De la mano, imprescindible, perfecta y despampanante… se abre ante ti el marco inigualable de la Plaza de España. Quizás no existan adjetivos o diferenciales posibles para atribuirle a esta PLAZA. Un espectáculo en vivo. Fue construida como edificio principal de la Exposición de 1929. Característico su recorrido en el que se encuentran bancos que representan todas las provincias de España, así como los bustos de españoles ilustres en sus muros. De estilo regionalista, Patrimonio Histórico de España. Su extensión y situación tienen una lógica: su dimensión es de 200 metros de diámetro y de forma semielíptica, con lo que “simboliza el abrazo de España y sus antiguas colonias y mira hacia el río Guadalquivir como camino a seguir hacia América”. Concretamente, la superficie total es de 50.000 metros cuadrados aprox. Tiene una fuente central, obra de Vicente Traver, y además, un canal que es cruzado por 4 puentes que representan los 4 antiguos reinos de España. Pura historia de lado a lado. La panorámica es complicada por su amplitud, pero perfecta fotografía.

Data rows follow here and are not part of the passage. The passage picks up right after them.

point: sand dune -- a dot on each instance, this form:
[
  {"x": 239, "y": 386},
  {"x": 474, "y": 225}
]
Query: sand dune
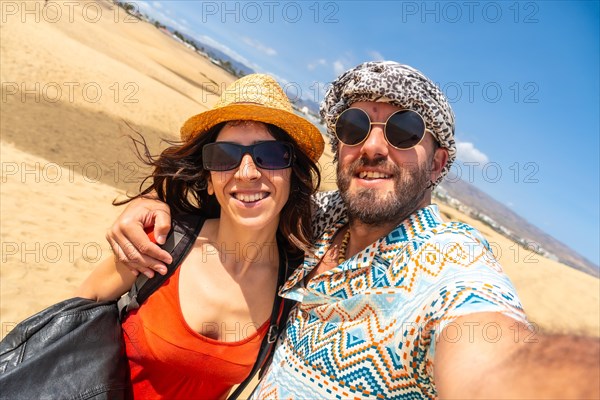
[{"x": 72, "y": 91}]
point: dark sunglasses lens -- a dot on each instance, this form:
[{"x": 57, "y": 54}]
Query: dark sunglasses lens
[
  {"x": 405, "y": 129},
  {"x": 352, "y": 126},
  {"x": 273, "y": 155},
  {"x": 221, "y": 156}
]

Volviendo al casco antiguo. Inundado de coches de caballo. Olor a incienso con la llegada de Semana Santa. Turistas de todo el mundo. Terrazas en sol y sombra. Gente y gente sin cesar. Protagonista y testigo de tal escenario es la Catedral de Santa María de la Sede. Es también Bien de Valor Universal Excepcional. Su construcción comenzó en 1433 sobre la antigua Mezquita Aljama, y en pie mantiene una potente imagen de estilo gótico, siendo así la catedral con mayor superficie del mundo. Su exterior es tremendo pero lo que de verdad lo es, es su interior. Cinco naves que aguardan diversas capillas, y en cuyo conjunto se encuentra el cuerpo del navegante Cristóbal Colón y el del Rey Fernando III de Castilla. De su exterior, observamos cuatro fachadas diferenciadas por su situación norte, sur… y es en la norte donde se encuentra la Puerta de la Concepción que se abre al patio de los Naranjos. Desde éste, podrás tener el control del templo y sin duda, mirada hacia arriba para toparte con la grande, la Giralda. Es la torre y el campanario de la Catedral, con una altura de 104 metros, haciéndola visible desde gran parte de la ciudad. Por supuesto, no ha de faltar la subida a la misma, por 35 rampas bien anchas y un tramo final de 17 escalones para acceder al nivel de las campanas desde donde ver Sevilla en una perspectiva adorable.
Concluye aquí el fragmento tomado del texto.